All but a few families of Irish colonists at Refugio had fled in advance of Urrea's army. Those who remained did so for lack of wagons. When word of the colonists' plight reached Goliad, Colonel James W. Fannin immediately dispatched Captain Amon B. King and about 30 men to bring the colonists to Goliad.
On the morning of March 11, King found the frightened colonists and moved them from their homes to the protecting walls of the Refugio Mission but not before they were discovered and fired upon by a small advance force of Urrea's cavalry. King sent a message to Goliad asking for reinforcements. Fannin immediately dispatched Lieutenant-Colonel William Ward and his Georgia Battalion. They reached the Mission that same afternoon.
Early on the 14th, King and Ward left the Mission with their men by different paths to hunt and kill the enemy. At daybreak Ward saw the Mexicans moving on the Mission with a four-pounder and turned back toward the Mission. About noon King and his men were within sight of the Mission but were pinned down by Urrea's cavalry. That night, under cover of darkness, King and his Texans crossed the river and marched all night, and at dawn found themselves only three miles from the Mission. When they were discovered by the Mexicans, their powder was still wet from fording the river and they were forced to surrender.
Urrea was angered to discover that the enemy had slipped out of the Mission during the night. When King and his men were brought before him, he ordered them executed. Thirty men were bound two-by-two and marched about a mile from the Mission, where they were shot, stripped of their clothes, and left in a heap.

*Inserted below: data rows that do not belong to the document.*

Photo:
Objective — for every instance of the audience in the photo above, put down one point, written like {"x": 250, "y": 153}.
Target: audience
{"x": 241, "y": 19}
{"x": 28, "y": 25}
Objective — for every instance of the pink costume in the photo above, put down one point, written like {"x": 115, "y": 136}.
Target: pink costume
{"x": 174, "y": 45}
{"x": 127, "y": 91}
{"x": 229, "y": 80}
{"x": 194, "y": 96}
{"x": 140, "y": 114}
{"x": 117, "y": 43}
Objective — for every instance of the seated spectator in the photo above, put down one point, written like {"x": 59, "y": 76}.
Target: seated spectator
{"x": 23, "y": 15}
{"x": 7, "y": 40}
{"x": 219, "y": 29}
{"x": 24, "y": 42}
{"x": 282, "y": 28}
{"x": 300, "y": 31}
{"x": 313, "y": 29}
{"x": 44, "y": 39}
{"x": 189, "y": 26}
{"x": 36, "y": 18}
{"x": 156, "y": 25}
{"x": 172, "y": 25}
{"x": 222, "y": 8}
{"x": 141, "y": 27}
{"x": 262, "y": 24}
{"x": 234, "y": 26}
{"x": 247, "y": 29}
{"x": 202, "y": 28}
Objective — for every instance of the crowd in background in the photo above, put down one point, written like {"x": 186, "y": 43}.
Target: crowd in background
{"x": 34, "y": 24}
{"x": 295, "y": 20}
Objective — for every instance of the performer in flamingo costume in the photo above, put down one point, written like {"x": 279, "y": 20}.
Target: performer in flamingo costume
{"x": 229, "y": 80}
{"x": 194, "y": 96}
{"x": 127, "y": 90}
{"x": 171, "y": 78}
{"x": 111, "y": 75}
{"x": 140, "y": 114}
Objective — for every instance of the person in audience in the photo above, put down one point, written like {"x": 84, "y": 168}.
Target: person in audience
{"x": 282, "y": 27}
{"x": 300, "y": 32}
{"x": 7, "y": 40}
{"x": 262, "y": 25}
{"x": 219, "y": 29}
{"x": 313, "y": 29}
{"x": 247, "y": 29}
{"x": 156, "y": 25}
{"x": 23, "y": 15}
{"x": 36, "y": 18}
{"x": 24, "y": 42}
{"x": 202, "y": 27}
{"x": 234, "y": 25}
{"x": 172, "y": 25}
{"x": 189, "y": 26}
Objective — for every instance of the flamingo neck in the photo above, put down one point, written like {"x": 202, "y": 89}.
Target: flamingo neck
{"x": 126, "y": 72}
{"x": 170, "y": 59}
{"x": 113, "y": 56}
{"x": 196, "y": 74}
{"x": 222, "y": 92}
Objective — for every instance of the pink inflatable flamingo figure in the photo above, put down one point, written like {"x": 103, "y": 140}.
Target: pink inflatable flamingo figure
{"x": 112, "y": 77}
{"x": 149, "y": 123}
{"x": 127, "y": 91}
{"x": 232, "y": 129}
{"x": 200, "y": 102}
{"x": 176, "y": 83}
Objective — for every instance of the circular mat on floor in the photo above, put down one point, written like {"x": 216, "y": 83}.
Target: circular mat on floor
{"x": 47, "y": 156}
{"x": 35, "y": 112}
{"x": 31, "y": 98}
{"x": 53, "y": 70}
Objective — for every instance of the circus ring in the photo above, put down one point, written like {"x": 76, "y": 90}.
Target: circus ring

A week later, Ward and 100 of his men surrendered to Urrea at Las Juntas, south of Victoria. Except for the surgeons and hospital attendants, all were sent to Goliad and, with the captured Fannin and his men, were massacred on Palm Sunday, March 27, 1836.
The Urrea Oaks are located in the middle of the US Highway 77 right-of-way, a mile southwest of Our Lady of Refuge Church in Refugio.